Von Thomas Kernert

Langsam rollt das Flugzeug auf dem Vorfeld aus. Die Busse warten bereits. Vorbei an den tapfer lächelnden Stewardessen betrete ich die Gangway. Nächtliche Kälte und das ohrenbetäubende Pfeifen der Turbinen. Wieder zu Hause: "... Ich grüße dich, schönes Sirmio! Deines Herrn freu dich... und was im Haus an Lachgeistern lebt, lächle!..." In den Gesichtern um mich herum lassen sich freilich beim besten Willen keine Catullschen Lachgeister erkennen. Müde Menschen lächeln nicht freiwillig. Jener bleiche, unappetitliche Schlaf, den man sich in der Enge der Touristenklasse aufzwingt, hinterläßt keine allzu heiteren Spuren.

Während der Bus an den dunklen Silhouetten geflügelter Riesenfische vorbei zum Flughafengebäude fährt, glimmt am Horizont zaghaft der Morgen. Wieder zu Hause! Rein "technisch" erkenne ich jede Einzelheit wieder. Aber wo bin ich wirklich? Meine Gedanken fallen auseinander, und ich friere. Der Wollpullover, den ich vorsorglich durch die dampfende Luft der Tropen mit mir herumgeschleppt habe, um bei der Rückkehr ins winterliche Deutschland keinem Kälteschock zu erliegen, erweist sich als zu dünn.

Ich versuche mich zu konzentrieren: 15 Stunden oder 11 000 Kilometer von Manila nach München, mit Zwischenlandung in Hongkong. Die Kostüme des Bodenpersonals in Manila waren grau, die in Hongkong rot, und die in München sind dunkelblau. Auf dem Gepäckförderband kommt mir eine endlose Reihe fremder Koffer entgegen. Als ich meinen erkenne, ist er bereits ein gutes Stück hinter mir, und ich muß eine schnelle, ungeschickt anmutende Bewegung ausführen, um ihn noch zu erreichen.

Ansonsten keine Zwischenfälle: Der Taxifahrer sagt gottlob kein Wort, und der Haustürschlüssel paßt ohne Mühe ins Schloß. Alles ist, wie es war, und diese monotone Kongruenz von Vergangenheit und Gegenwart beweist mir, daß ich heimgekehrt sein muß.

Tausende von Menschen kehren tagtäglich von irgendwoher heim.
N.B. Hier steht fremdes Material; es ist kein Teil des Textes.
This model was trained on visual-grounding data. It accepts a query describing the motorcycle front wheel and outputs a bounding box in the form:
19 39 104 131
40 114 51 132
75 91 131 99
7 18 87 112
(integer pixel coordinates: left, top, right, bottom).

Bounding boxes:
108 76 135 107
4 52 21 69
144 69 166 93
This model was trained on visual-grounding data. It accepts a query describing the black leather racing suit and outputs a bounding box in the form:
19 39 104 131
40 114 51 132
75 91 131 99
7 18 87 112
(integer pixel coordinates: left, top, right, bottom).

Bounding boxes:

Bahnhöfe und Flughäfen quellen über von Heimkehrenden aus allen Himmelsrichtungen. Und doch muß man sehr genau hinschauen, will man sie erkennen. Man gibt sich bedeckt. Die Zeiten, da sich die Heimkehrenden vor aller Augen in die Arme ihrer sehnsüchtig wartenden Angehörigen warfen, scheinen vorbei zu sein. In den Ankunftshallen trifft man kaum noch jemanden, der den Eindruck macht, seine Heimat freudig wiederzuerkennen. Braungebranntes Fleisch im Januar, ein Label der Thai International am Pilotenkoffer, eine Streichholzschachtel vom "Sheraton" in Vancouver, das ist häufig schon alles, was den Heimkehrenden verrät.

Der Verdacht drängt sich auf, daß wir über die Jahre zu einer Art "land of no return" geworden sein könnten. Und daß, obgleich wir uns – gründlich wie wir sind – wie kaum ein anderes Volk in allerlei Angelegenheiten im "Ausland" herumzutreiben pflegen. Man trifft uns überall an, und überall erkennt man uns sogleich. Es läßt sich nicht gerade behaupten, daß wir uns an den Stränden Spaniens oder in den Städten des Fernen Ostens über die Maßen zurückhaltend benähmen. Leise werden wir in der Regel erst wieder, wenn wir heimischen Boden betreten haben. Lautstarke Heimkehrgefühle jedenfalls sind derzeit nicht unsere Stärke. Und darin unterscheiden wir uns von anderen. Wie oft habe ich Inder und Filipinos beobachten können, die schon feuchte Augen bekamen, wenn die Maschine im Anflug auf Bombay oder Manila nur ihre Reiseflughöhe verließ und zur Landung ansetzte. Uns treibt in solchen Minuten höchstens die bange Frage um, ob die Nachbarn die Blumen auch anständig begossen haben oder ob der Supermarkt noch geöffnet ist.